BARCELONA- Tras varios días de idas y venidas, rumores y elocubraciones, el nuevo ejecutivo de la Generalitat tomó por fin posesión de sus cargos. Así, el presidente de la Generalitat, Artur Mas, ungió a sus once consellers avisándoles de las penurias que vivirán. «Con menos hay que hacer más y mejor», afirmó el presidente de la Generalitat, convencido de que «la navegación será difícil». «Espero que no os maréeis», avisó Mas a los nuevos conselleres recuperando sus habituales similes náuticos.
El presidente de la Generalitat es consciente de que se acercan tiempos díficiles y, por este motivo, instó a su ejecutivo a «mostrar eficiencia y austeridad». Al margen de las advertencias, en el discurso de Mas también hubo espacio para los elogios. «Este gobierno traspasa las fronteras de partidos», señaló el president catalán, exhibiendo un ejecutivo con «amplitud de miras».
Como es habitual, los once elegidos fueron llamados uno por uno para jurar su cargo en el saló de Sant Jordi de la Generalitat. A la pregunta del president: ¿»Prometéis cumplir fielmente, de acuerdo con la ley, las obligaciones del cargo que asumís al servicio de Cataluña y con lealtad al presidenta de la Generalitat?», los consellers respondieron con un «Sí, lo prometo». Todos salvo la vicepresidenta catalana, Joana Ortega, y la titular de Justicia, Pilar Fernández Bozal, buscaron protección divina al prometer cumplir con sus obligaciones «con la ayuda de Dios». Más original fue el conseller de Sanidad, Boi Ruiz, que juró por su «honor».
Una vez jurado el cargo llegó la hora de las fotos de familia, los brindis, la recepción en el Pati dels Tarongers y poco más. La urgencia apremia y menos de una hora después de haber tomado posesión de sus cargos, los consellers se sentaron en la primera reunión del ejecutivo de Mas.

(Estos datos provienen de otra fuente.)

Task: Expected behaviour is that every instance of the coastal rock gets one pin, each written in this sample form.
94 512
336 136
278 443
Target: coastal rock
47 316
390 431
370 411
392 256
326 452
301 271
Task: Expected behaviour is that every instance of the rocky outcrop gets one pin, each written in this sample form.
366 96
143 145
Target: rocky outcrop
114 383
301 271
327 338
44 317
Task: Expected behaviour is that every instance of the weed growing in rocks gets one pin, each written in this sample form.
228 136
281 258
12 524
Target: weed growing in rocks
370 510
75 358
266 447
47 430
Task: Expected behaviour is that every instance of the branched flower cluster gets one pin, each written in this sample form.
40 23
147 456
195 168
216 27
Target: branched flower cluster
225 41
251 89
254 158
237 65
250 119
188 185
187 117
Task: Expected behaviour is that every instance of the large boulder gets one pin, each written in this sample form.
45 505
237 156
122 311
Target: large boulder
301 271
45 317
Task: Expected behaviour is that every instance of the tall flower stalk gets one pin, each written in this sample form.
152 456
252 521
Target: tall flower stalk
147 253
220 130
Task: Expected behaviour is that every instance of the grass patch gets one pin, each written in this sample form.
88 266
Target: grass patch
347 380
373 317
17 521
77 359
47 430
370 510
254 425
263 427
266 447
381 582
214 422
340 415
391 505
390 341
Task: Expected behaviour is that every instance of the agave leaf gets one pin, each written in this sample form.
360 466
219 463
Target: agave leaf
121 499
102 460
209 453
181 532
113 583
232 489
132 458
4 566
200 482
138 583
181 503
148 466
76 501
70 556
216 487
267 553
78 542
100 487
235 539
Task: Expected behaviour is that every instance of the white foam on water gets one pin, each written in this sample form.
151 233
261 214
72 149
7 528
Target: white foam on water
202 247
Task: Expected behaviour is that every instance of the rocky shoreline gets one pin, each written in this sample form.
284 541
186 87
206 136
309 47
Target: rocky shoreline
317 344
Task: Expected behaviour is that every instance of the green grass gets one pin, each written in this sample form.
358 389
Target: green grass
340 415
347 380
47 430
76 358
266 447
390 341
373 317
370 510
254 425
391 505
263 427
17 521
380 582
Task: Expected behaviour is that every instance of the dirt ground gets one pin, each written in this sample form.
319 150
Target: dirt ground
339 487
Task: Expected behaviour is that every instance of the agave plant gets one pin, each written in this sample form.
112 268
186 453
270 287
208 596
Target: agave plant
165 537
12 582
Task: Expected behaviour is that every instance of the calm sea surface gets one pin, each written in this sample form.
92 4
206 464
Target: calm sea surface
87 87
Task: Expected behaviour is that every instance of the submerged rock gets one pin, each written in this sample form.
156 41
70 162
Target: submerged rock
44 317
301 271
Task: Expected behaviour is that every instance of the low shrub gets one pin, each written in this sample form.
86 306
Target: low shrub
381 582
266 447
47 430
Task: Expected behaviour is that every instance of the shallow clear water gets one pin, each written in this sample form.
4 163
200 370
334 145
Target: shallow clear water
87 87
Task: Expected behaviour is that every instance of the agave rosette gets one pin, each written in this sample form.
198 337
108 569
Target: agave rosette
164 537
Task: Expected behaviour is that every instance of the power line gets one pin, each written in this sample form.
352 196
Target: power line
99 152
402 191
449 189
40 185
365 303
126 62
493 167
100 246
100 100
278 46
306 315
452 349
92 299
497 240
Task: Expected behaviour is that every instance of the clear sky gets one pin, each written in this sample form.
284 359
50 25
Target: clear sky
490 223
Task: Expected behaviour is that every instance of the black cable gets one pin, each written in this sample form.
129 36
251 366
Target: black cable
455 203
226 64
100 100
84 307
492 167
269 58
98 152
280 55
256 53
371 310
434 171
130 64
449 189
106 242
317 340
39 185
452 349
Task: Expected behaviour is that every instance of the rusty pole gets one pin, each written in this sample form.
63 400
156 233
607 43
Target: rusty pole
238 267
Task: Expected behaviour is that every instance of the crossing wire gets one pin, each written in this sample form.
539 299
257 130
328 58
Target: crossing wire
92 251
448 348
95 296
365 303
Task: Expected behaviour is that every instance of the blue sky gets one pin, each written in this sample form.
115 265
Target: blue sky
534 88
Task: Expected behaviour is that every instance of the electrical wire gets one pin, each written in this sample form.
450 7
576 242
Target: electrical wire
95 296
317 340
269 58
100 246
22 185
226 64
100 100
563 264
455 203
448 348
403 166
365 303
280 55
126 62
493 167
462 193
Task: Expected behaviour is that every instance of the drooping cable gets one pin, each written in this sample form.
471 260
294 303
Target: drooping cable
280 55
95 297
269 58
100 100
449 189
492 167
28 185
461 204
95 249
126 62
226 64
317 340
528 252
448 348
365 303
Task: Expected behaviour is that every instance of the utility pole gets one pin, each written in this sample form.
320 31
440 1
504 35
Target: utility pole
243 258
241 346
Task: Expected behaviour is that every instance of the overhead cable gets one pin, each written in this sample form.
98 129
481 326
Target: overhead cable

Entre los puntos del día, el nombramiento del segundo nivel de la Generalitat. Es decir, los secretarios generales, que en su mayoría son miembros de CiU o han participado de anteriores ejecutivos de la federación. Todo, antes de hacer efectivo el traspaso de poderes entre los consellers del tripartit y los recién llegados. El primer trasapaso fue el de Vicepresidencia, donde Josep Lluís Carod Rovira recibió a su sucesora, Joana Ortega, con un ramo de flores y un ejemplar del libro «El Nadal que no vem tornar a casa», recopilatorio de la obra de varios autores en el exilio en 1939.

El traspaso tranquilo
La buena sintonía fue la tónica en todos los trapasos. Si el ex conseller de Política Territorial Joaquim Nadal calificó a su sucesor, Lluís Recoder, como «el mejor posible», el nuevo titular de Economía, Andreu Mas-Colell, no escatimó elogios al «profesor Castells». Más allá del flirteo sociovergente, hubo buen rollo hasta en Interior, donde Joan Saura entregó una cartera «menos pesada de lo que parece» a Felip Puig. Pero si algun traspaso protagonizó la jornada fue el de Cultura, donde se repitió la misma imagen de hace cuatro años. Si entonces Ferran Mascarell entregó un lápiz de memoria a Joan Manel Tresserras, el republicano devolvió ayer el mismo dispositivo a su antecesor y, a la vez, sucesor.